Wednesday, October 19, 2011

there's an argument here for fencing the tomato patch

Any morning I have time, I get our ratties out in the sun room.  I drink my coffee, they run around and have fun, and we all do a bit of cuddling.  This morning, we had visitors.

 

During these mornings, Maya eats her breakfast in bed.  That is, she is put in the bedroom with a couple of frozen Kongs or equivalent long-lasting snacks.  She is usually quiet, though once the food is gone there is sometimes an outbreak of whining, or a few long-suffering sighs.  This morning, she indulged in some frustration barking, so I think she must have smelled the deer.  They were, after all, right outside the house.


If it had been Maya hanging out with me in the sun room, I would never have seen the deer (or not for long, and at much greater distance).  Maya has a big impact on how I experience wildlife and wild spaces, and I occasionally feel frustrated by her critter-chasing ways.

On the other hand, if Maya had been in the sun room, I would have more tomato plants left.


Really, the tomato plants were frozen in an early frost, and the deer are welcome to anything they can salvage.  The fire pretty much destroyed a lot of the usual food sources, so it will be a lean winter for most grazing animals here...not that you'd think it to look at this big guy.


I don't mind losing a few squash plants to the gopher (watching them vanish, inch by jerky inch, downwards into the ground is entertainment enough to pay for the loss) or a few tomatoes to the deer, and I know that the raccoons that eat the raspberries also sometimes eat the cute garter snakes.  I generally don't do much to try to micromanage the visitors to my yard.  I suppose it seems a little unfair to create a resource-rich environment and then punish animals for doing what comes naturally.
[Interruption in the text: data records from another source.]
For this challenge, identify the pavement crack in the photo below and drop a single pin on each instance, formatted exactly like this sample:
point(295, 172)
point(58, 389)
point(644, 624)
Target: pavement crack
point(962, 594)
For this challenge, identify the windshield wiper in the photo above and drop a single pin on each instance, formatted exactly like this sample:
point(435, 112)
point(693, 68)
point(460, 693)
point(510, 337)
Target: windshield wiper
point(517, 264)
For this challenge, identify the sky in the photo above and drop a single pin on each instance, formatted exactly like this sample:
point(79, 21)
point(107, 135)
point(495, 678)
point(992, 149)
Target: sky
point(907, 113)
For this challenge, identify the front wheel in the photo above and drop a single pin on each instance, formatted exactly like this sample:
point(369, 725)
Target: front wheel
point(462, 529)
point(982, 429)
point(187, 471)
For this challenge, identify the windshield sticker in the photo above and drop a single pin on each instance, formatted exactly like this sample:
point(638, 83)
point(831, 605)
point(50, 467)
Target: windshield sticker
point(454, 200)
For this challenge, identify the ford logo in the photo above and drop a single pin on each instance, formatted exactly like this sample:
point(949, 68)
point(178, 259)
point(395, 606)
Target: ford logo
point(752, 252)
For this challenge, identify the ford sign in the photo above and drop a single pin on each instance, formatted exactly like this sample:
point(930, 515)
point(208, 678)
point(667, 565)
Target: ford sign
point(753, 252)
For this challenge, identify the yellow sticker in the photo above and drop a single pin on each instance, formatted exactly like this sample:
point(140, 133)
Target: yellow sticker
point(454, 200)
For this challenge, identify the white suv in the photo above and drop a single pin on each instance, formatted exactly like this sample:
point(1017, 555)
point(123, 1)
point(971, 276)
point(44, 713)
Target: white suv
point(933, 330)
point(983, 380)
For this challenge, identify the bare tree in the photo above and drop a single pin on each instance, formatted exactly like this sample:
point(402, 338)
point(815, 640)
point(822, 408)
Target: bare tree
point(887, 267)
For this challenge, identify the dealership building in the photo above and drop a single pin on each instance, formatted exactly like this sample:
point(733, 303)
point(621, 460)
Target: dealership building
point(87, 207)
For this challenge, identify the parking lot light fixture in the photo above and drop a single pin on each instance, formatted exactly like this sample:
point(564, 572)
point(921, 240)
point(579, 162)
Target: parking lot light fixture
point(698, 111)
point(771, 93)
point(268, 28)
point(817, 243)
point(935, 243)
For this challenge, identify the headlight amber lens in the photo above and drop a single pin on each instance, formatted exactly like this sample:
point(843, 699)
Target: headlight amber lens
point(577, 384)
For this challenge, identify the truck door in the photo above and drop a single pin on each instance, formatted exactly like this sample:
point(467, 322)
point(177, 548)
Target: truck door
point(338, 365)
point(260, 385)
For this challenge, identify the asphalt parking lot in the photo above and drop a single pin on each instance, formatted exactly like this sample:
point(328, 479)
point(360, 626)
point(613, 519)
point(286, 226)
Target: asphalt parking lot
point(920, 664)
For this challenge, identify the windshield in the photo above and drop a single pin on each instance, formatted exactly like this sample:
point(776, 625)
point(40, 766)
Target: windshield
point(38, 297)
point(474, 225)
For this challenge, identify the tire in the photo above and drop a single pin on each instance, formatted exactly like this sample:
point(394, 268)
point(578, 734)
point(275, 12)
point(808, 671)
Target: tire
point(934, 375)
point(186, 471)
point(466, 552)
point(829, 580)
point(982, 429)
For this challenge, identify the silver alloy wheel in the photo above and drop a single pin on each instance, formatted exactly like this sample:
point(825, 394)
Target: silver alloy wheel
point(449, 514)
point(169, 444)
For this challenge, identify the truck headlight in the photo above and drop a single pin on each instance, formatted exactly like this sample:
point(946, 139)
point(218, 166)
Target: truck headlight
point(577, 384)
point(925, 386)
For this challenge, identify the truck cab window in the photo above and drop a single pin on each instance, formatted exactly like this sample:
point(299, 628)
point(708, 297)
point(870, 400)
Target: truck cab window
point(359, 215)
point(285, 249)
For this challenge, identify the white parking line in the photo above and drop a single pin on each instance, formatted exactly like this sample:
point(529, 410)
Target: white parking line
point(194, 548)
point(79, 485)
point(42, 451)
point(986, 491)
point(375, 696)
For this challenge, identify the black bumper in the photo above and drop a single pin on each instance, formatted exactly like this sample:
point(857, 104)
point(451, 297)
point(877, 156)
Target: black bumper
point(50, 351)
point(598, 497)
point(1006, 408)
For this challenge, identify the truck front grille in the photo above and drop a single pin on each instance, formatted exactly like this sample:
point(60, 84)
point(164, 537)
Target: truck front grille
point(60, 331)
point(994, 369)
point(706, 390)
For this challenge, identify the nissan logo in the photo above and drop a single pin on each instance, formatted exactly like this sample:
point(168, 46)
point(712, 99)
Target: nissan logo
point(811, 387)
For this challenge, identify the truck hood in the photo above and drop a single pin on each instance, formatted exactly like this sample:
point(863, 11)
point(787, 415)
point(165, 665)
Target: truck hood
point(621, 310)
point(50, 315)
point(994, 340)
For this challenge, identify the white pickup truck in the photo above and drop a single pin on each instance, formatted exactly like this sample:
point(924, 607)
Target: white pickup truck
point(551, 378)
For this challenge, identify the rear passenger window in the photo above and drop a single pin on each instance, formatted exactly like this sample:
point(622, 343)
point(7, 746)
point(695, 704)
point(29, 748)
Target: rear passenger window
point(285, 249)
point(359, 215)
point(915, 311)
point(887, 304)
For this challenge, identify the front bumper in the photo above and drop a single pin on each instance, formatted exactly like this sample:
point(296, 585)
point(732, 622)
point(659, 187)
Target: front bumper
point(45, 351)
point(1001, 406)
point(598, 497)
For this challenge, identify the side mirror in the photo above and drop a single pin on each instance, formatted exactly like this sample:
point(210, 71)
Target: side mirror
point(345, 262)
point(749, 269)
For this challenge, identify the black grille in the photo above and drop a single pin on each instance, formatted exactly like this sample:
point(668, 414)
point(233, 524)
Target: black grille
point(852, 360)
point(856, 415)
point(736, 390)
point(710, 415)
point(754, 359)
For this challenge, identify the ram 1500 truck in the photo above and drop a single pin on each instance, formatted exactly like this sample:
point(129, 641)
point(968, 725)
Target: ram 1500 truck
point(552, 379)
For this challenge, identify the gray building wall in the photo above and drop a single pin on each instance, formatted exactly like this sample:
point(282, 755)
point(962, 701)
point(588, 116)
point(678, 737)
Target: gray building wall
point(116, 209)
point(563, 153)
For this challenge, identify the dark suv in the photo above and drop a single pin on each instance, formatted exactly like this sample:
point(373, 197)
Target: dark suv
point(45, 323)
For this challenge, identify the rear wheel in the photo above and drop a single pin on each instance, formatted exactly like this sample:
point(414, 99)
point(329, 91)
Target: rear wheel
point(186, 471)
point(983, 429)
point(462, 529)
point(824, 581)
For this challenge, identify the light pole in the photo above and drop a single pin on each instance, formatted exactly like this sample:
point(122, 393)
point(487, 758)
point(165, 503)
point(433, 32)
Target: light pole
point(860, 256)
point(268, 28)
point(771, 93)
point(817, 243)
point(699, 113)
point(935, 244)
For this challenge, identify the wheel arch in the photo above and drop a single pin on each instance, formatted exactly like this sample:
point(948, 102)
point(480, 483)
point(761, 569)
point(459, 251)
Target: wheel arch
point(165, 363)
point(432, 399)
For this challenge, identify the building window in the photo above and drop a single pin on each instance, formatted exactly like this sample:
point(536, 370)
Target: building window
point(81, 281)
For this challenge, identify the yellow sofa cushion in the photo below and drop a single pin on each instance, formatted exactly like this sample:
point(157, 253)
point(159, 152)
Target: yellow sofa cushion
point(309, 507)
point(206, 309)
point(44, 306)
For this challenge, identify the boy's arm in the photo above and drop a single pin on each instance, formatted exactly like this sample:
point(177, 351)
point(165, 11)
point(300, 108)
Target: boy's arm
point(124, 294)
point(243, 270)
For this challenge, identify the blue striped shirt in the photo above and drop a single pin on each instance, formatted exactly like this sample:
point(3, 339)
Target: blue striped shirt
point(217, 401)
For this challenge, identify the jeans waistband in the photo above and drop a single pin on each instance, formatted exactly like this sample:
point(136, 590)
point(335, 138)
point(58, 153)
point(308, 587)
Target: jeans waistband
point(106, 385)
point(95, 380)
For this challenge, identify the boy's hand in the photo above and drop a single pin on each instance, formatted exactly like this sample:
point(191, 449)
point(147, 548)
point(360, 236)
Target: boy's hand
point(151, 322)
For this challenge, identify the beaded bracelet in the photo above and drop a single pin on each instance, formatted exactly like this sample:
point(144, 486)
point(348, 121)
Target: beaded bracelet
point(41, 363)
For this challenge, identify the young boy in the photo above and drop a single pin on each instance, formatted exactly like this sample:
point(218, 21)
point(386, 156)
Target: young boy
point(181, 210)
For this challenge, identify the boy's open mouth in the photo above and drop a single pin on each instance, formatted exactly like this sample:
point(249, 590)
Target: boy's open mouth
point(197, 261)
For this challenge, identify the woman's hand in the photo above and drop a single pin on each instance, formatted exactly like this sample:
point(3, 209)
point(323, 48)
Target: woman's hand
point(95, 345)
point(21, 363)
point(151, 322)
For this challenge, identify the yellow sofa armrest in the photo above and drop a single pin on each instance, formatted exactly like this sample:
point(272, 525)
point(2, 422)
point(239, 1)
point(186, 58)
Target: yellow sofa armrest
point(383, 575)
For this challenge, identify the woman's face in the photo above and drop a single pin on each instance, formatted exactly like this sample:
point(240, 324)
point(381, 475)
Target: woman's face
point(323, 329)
Maya has no such compunctions.  She has killed three deer mice in the yard, and tries her hardest to do the same to the chipmunks, ground squirrel, and occasional cat.  I scan the yard before letting her out, and in the case of slow-moving animals (torpid snakes, the occasional baby bird) I will go out and shoo them gently into safe places.  I leash her on hikes when wildlife is in the area, but otherwise figure that there are limits to my ability to prevent Maya from having a larger impact on the natural world than I might prefer.

It is nice to go places without her sometimes though, and re-experience the pleasure of being quiet around wild animals.  Even if I am just going to my sun room, to sip coffee, let the rats warm my toes, and watch a couple of deer eat the garden.